James took him to the vet, and unsure of what else to do on this thoroughly fucked up morning, I started a load of laundry and piled the kids in the car to go run errands. I was in Target when James called with an update. Basically affirming what we heard last night, except now we knew two common and effective pain meds were not helping in the least. Again, there was no wrong decision. The vet mentioned a cocktail of drugs they can use trial and error to create that can sometimes buy weeks or even months of relative comfort. But for what, we wondered? Tex was 13 or 14 years old. In our case, it felt like those extra days would be for us and not him. And the phrase trial and error made me think of more nights like the ones before and there was no way he could do that. We started realizing that his intermittent whining at night over the past couple months hadn't been bad dreams or the occasional wakings of old age. A million other small signs all came together to paint a very different picture than what we thought we'd been seeing. He hadn't slept since the afternoon the day before. There was no wrong decision, but it felt like there was a right one.
I asked if he wanted me to take the kids home and find a sitter so I could be with him. James said he felt like he was okay, that the doctor was supportive, that he just wanted it done. I checked out at Target, finding it bizarre that less than a mile away my dog was being put to sleep and no one in the checkout line knew it. I explained the situation to the kids when we got home. I made them lunch. I looked at pictures of Tex and tears just kept pouring down my face. He was such a calm and unobtrusive presence in our house, how could I already miss him so much?
James got home about 12:30, eyes bloodshot and face red. "It was so much harder than I thought" he choked out, "It was very peaceful. It was the first time he was quiet and relaxed since yesterday. But it was so hard. I didn't think it would be so hard." I hugged him as we both cried in the kitchen. The first time I've seen him cry in 13 years.
As we clutched each other, James's face buried in my neck, both of us dripping, Landon yelled the first of 6,000 questions about how exactly Tex died, "did his heart stop first or his brain? how did the doctor do that? did he get lots of shots or one big one? where is he? did you hold him after he was dead?". Claire announced her intention to adopt a kitten and name him Tex. And Cora stood on her chair, waving her string cheese in the air, yelling her grievances about my incorrect opening of the wrapper at her dad so he would know my shame.

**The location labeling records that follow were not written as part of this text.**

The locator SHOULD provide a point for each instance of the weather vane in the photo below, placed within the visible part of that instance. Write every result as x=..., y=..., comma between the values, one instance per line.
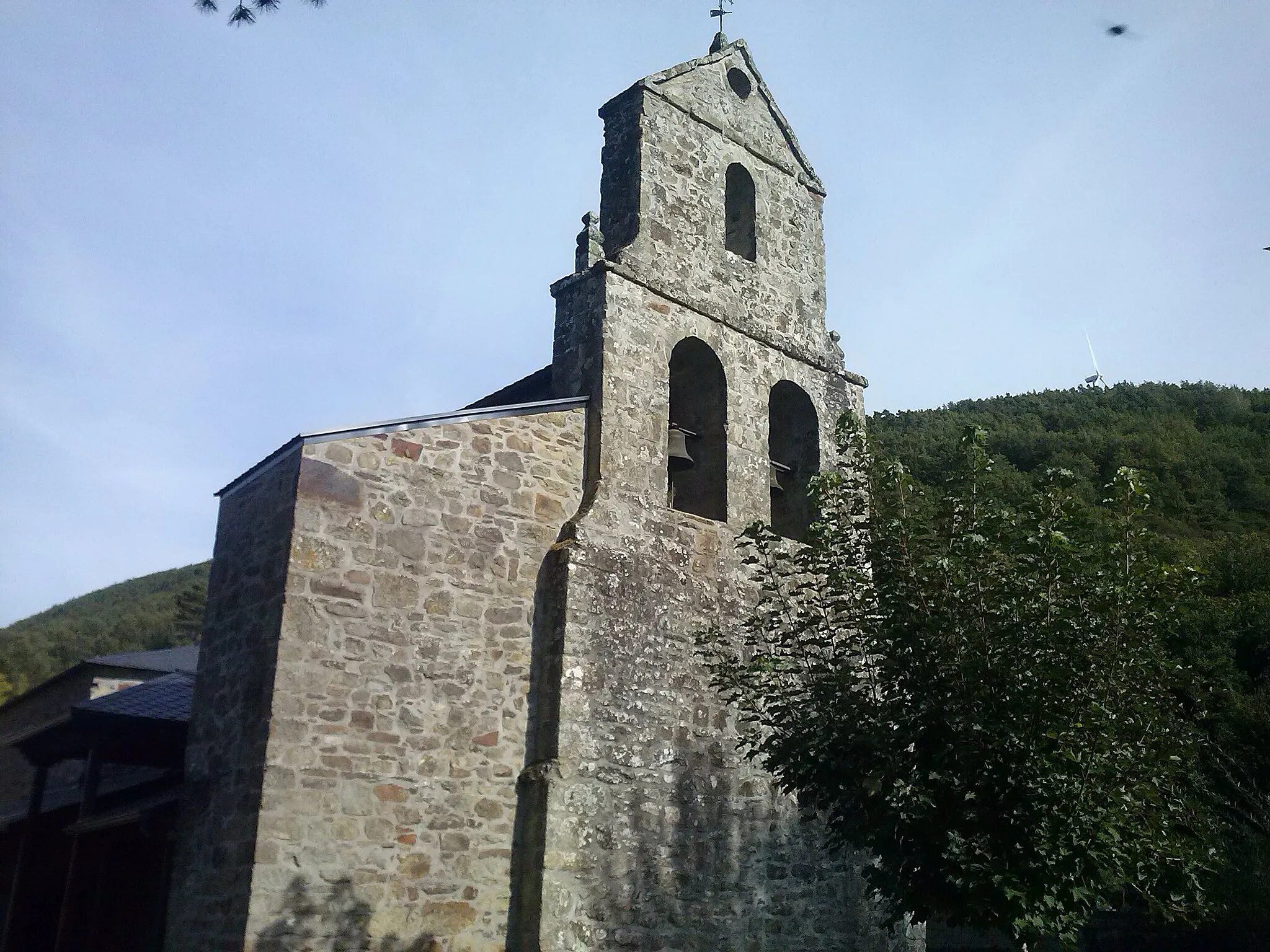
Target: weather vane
x=721, y=12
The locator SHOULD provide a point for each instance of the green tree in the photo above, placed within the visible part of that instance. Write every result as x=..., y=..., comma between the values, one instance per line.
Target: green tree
x=982, y=696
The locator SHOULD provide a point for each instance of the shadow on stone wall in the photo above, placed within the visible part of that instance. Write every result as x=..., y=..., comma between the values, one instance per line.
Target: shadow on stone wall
x=727, y=868
x=338, y=922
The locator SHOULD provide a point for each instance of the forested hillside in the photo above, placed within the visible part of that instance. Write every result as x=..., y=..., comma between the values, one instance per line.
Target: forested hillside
x=1206, y=456
x=164, y=610
x=1204, y=448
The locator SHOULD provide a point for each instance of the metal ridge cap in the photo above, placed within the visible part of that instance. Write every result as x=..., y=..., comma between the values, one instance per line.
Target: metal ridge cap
x=406, y=423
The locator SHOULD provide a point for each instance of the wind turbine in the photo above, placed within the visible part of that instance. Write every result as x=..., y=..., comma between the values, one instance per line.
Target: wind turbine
x=1096, y=377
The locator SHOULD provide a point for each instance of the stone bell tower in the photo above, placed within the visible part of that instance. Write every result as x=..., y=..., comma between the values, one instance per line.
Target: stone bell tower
x=695, y=325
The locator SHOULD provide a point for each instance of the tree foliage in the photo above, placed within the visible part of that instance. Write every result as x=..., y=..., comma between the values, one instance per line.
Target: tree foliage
x=246, y=13
x=982, y=695
x=1203, y=450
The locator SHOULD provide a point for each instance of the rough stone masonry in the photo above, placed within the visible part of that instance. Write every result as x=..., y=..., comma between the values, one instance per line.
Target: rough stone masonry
x=448, y=696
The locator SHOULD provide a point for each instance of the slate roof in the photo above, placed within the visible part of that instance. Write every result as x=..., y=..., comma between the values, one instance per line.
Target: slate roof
x=527, y=390
x=167, y=699
x=168, y=659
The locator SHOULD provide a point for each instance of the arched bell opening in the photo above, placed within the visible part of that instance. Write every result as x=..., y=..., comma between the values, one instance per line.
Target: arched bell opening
x=698, y=434
x=739, y=213
x=794, y=452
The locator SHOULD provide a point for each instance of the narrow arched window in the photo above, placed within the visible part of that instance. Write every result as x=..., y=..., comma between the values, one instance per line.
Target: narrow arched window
x=739, y=213
x=698, y=434
x=794, y=448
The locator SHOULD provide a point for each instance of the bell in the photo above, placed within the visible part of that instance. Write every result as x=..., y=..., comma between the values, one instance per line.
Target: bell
x=677, y=450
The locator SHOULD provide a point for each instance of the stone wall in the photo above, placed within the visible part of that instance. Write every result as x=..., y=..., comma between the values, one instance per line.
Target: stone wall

After a moment, one of us started to chuckle in our tear and now snot-filled hug. It was so absurd. The string cheese stick was clutched in an indignant toddler's first, being haphazardly waved in the air, while Claire adopted a kitten in Tex's honor and Landon delved into the biology and chemistry of euthanasia. Life in all its brutal beautiful glorious chaos. And in 10 minutes I had to go teach a barre class because all the other teachers were out of town though I could not POSSIBLY think of anything I wanted to do less. James had to get out to his outdoor pool to fix a motor in the pump room. I hadn't eaten since yesterday. We needed groceries and the laundry needed to be switched. Glorious chaos indeed.
We miss him. We adopted him as a middle aged man in 2008 (from this amazing organization), a week before I took the bar exam, and over the last 8 years he has been a steadfast friend, consummate gentleman, James's coworker, and highly tolerant big sibling to 3 curious and affectionate babies. When we adopted him, he had been at his foster home the longest of any dog. This sweet, calm, noble, happy gentleman. I'm so glad he was ours. I'm grateful his suffering was short and he made our decision as easy as it could be.
Rest in Peace sweet boy. We miss you.